En el caso del túnel tibial, cuando se realiza un recambio en un tiempo suele ser porque el túnel esta correctamente posicionado. Después de realizar el abordaje anterointerno en la tibia proximal, se localiza el punto de entrada del túnel previo en la cortical de la tibia. Con la misma guía con la que realizamos habitualmente el túnel tibial en un LCA primario, se realiza de nuevo el túnel tibial limpiando los restos de la plastia y del sistema de fijación previos. Posteriormente, dependiendo del diámetro final del túnel y del tipo de plastia que se va a utilizar, se realizará la fijación tibial con un nuevo tornillo interferencial, asociándolo en ocasiones a una fijación adicional cortical en la tibia.

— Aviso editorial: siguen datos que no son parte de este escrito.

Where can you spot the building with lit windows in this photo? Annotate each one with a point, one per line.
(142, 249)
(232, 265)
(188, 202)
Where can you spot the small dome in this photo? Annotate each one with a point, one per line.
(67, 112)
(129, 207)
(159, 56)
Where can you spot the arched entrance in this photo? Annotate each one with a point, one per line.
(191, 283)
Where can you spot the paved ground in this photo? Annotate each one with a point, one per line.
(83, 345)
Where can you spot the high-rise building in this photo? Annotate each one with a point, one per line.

En cuanto al tipo de plastia, al igual que en la cirugía primaria, deberemos escoger entre un auto- o aloinjerto. En este sentido, las ventajas e inconvenientes van a ser similares a las de la cirugía primaria del LCA. Diferentes estudios, entre ellos uno del registro danés, con más de 1.600 cirugías de recambio registradas, demuestran un índice de fracaso de la cirugía de revisión 2,2 veces superior cuando se utilizan aloinjertos, además de una mayor laxitud anterior (0,4 mm de media y sin repercusión clínica aparente) respecto al autoinjerto, después de un año de seguimiento(47,48,49).

Recambio en dos tiempos

Cuando la cirugía de recambio de la plastia se realiza en dos tiempos, el objetivo principal de la primera intervención es conseguir que, para la segunda, la reconstrucción sea lo más parecida posible a una cirugía primaria del LCA. No obstante, todavía no existe consenso en las indicaciones para realizar el recambio en dos tiempos(22).

Para ello, se realizan los portales artroscópicos habituales y se retiran todos los restos de la plastia del LCA previa no funcionales.

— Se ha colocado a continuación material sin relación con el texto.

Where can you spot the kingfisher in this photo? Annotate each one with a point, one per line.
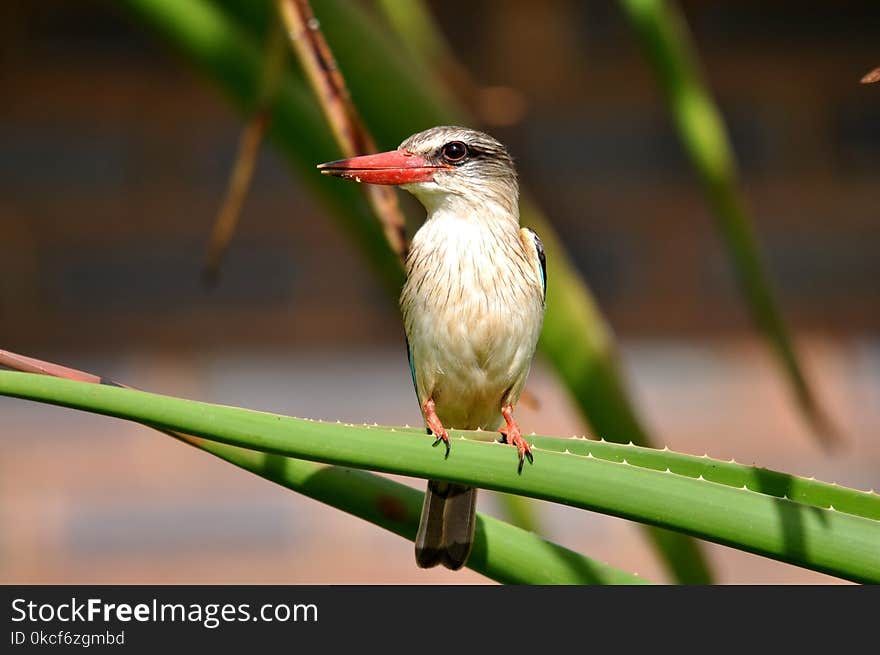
(472, 304)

Para el túnel femoral, cuando está correctamente localizado, habitualmente se realiza un nuevo fresado del túnel aumentando 1 mm el diámetro del mismo con el objetivo de conseguir eliminar todos los restos de la plastia previa y del sistema de fijación femoral, si existe. Para el relleno de los túneles óseos, se han descrito multitud de técnicas: aloinjerto en forma de chips, struts o injerto estructural, autoinjerto de cresta iliaca o incluso, más recientemente, autoinjerto utilizando los sistemas de fresado-irrigación-aspiración endomedular (RIA)(29,31,50,51,52,53,54).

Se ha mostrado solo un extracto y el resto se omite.